Desire Unlocks the Supernatural
Desire is what leads to manifestation. Show me what someone desires, and I’ll show you the direction their life is moving. If you desire spiritual gifts, they will begin to flow. I remember when I was a younger man and first began wanting to move in the gifts of the Spirit. I had a strong desire, though my motivations may not have been entirely pure at the time. But that desire positioned me for encounters with the supernatural. One such encounter happened when a close friend and his wife, new believers in the faith, received a devastating report. His wife had gone in for an ultrasound, excited to find out their baby’s gender and health status. Instead, the doctors delivered a grim diagnosis.

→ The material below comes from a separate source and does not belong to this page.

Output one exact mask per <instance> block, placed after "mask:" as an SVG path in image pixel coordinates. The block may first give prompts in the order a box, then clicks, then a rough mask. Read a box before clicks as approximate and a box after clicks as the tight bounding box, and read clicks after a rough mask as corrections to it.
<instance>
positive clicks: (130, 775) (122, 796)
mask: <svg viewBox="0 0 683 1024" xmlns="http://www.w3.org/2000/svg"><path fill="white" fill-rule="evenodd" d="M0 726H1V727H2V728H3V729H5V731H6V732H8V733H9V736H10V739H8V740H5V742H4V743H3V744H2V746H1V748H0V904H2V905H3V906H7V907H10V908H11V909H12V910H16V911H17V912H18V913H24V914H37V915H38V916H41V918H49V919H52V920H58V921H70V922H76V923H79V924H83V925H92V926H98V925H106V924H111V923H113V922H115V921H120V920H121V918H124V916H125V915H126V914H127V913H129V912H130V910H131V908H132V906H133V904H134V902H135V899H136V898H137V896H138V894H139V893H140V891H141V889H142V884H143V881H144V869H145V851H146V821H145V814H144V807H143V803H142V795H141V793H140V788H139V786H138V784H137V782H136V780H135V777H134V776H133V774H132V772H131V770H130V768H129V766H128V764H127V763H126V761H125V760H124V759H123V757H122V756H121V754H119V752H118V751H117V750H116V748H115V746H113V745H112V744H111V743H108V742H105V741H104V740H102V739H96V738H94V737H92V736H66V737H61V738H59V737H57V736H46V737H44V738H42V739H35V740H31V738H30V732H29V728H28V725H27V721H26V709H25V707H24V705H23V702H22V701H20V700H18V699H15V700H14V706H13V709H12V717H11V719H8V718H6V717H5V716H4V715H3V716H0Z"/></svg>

The child had Down syndrome.
The baby’s heart chambers were not developing properly.
If the baby survived birth, it would likely have severe medical complications.
The doctors even suggested abortion. The atmosphere in their home became one of sorrow and mourning, as if they were already grieving a loss. We went to pray with them, standing in faith. While praying, the Spirit of God moved, and prophecy came forth:
“It is well.”
The word referenced the faith of the Shunammite woman in 2 Kings 4. She had received a miracle son through the prophetic word of Elisha, only for the child to die in her arms. Instead of accepting the situation, she saddled her donkey and rode straight to the prophet. When people asked what was wrong, she only said, “It is well.” She refused to speak death over the situation.
The Lord spoke and said, “This child will live, and it is well.” The couple grabbed hold of that word. They took it and worked it. Every time doubt crept in, they declared, “It is well.” They stood by the prophecy, believing in God’s supernatural power. Months later, the baby was born. The Down syndrome diagnosis was completely reversed. The doctors were in shock. The child still had a heart condition that required surgeries, but she was alive, healthy, strong, and filled with purpose. I remember visiting her in the NICU in Dallas, where wires and machines surrounded her. As I stood there, the Spirit of God spoke to me clearly:
“This is why people need My gifts.”
Without a prophetic word, without the supernatural intervention of the Holy Spirit, that baby might not have made it. But the word of the Lord ignited faith in their hearts. They stood, they fought, and now—years later—that baby girl is a beautiful, thriving 20-year-old woman with an incredible future ahead of her.